The question then arises, what makes an assemblage an ontological entity- what makes it a material
‘thing’ in contrast to the vast complex and chaotic material world around it? For Deleuze, it is a question of relations. Assemblages are always made up of durable relations which can reproduce themselves across time and space. Thus a climate assemblage in Cambodia incorporates
government officials who are embedded in Cambodia-specific patron-client relations – and whose careers are almost exclusively orientated toward moving up the patronage chain. Yet it is also incorporates foreign technocrats who are genuinely dedicated to liberal universal notions of democracy and the ‘rule of law’ – which in many cases are in utter contradistinction to their Cambodian counterparts.

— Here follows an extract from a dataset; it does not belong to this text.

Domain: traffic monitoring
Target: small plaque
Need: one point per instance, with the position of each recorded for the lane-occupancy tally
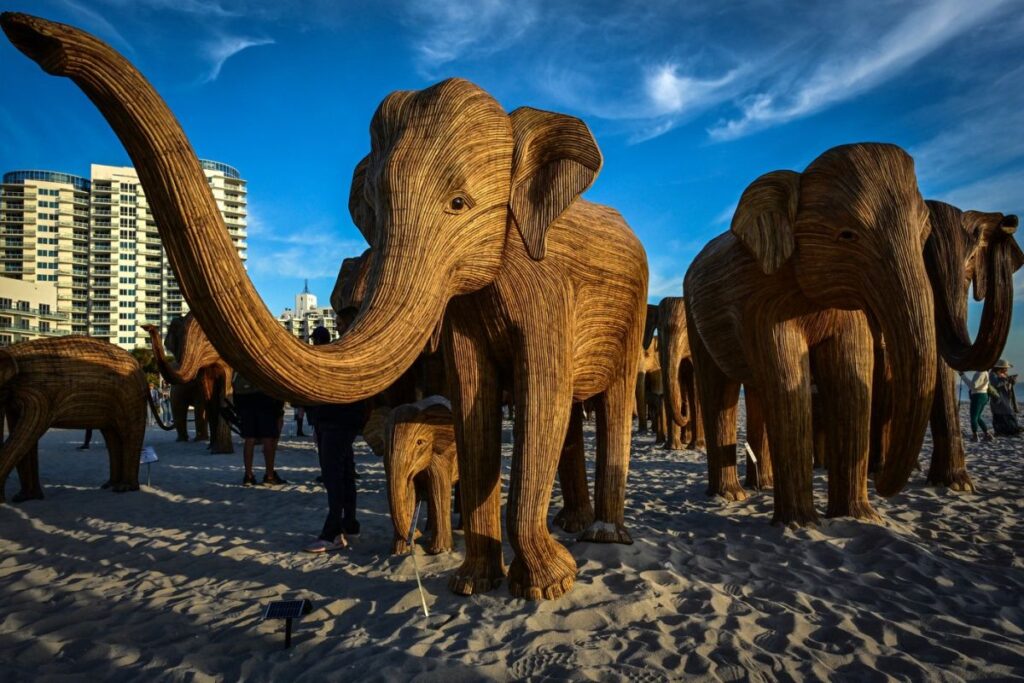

However, an assemblage forms when donor-government relations become stabilised through annual ‘roundtable donor-government meetings’ and through the development of institutions such as the Cambodia Development Cooperation Forum and
Cooperation Committee for Cambodia, and most significantly through the annual flows of aid money and expertise from donor countries. In this instance, flows of aid money and expertise help to establish durable relations between different actors which can weather the ups and downs of government-international donor political relations. Indeed, aid to the Cambodian government has been increasing year on year regardless of criticism over land alienation and what the UN has termed the ‘worsening human rights situation’ in Cambodia (UNHCR, 2015). Thus, the focus of an assemblage approach becomes less the task of describing what is taken to be already there, but the
35 more onerous task of describing the actual process of assembling – the constant quest to establish secure relations between heterogeneous elements (see B. Anderson & McFarlane, 2011).
The aim is then to sketch how different discourses, rationalities and agendas have at different times given coherency to the climate assemblage – i.e. served to stabilise relations between diverse actors.
Similarly, according to theorists of biopower such as Michael Dillon (2008) and Kevin Grove (2015), the challenge is always to account for how schemes of biopower are actually assembled, just as for governmentality theorists such as Mitchell Dean (2009), the emphasis is on how governing
rationalities are hashed together to legitimise government, rather than seeing such rationalities as mere top down blueprints for establishing rule. In a similar vein Sandra Halperin (2013) reverses the common critical account of the relationship between market integration and development by emphasising that it is not merely the case that state-led development is driven by a desire to open up areas to market forces. Rather, at specific historical times elites have mobilised the concept of development both to profit from export orientated enclaves while simultaneously shielding
agricultural hinterlands from capitalist relations. What all these authors suggest in different ways is then that assemblages cannot be thought of as merely being driven by any singular instrumental goals. Capital accumulation, the will to govern people and things, and popular discourses clearly interact in complex ways - and the rest of this chapter will focus on these complex interactions by considering a few key components of assemblages which will inform the rest of the thesis.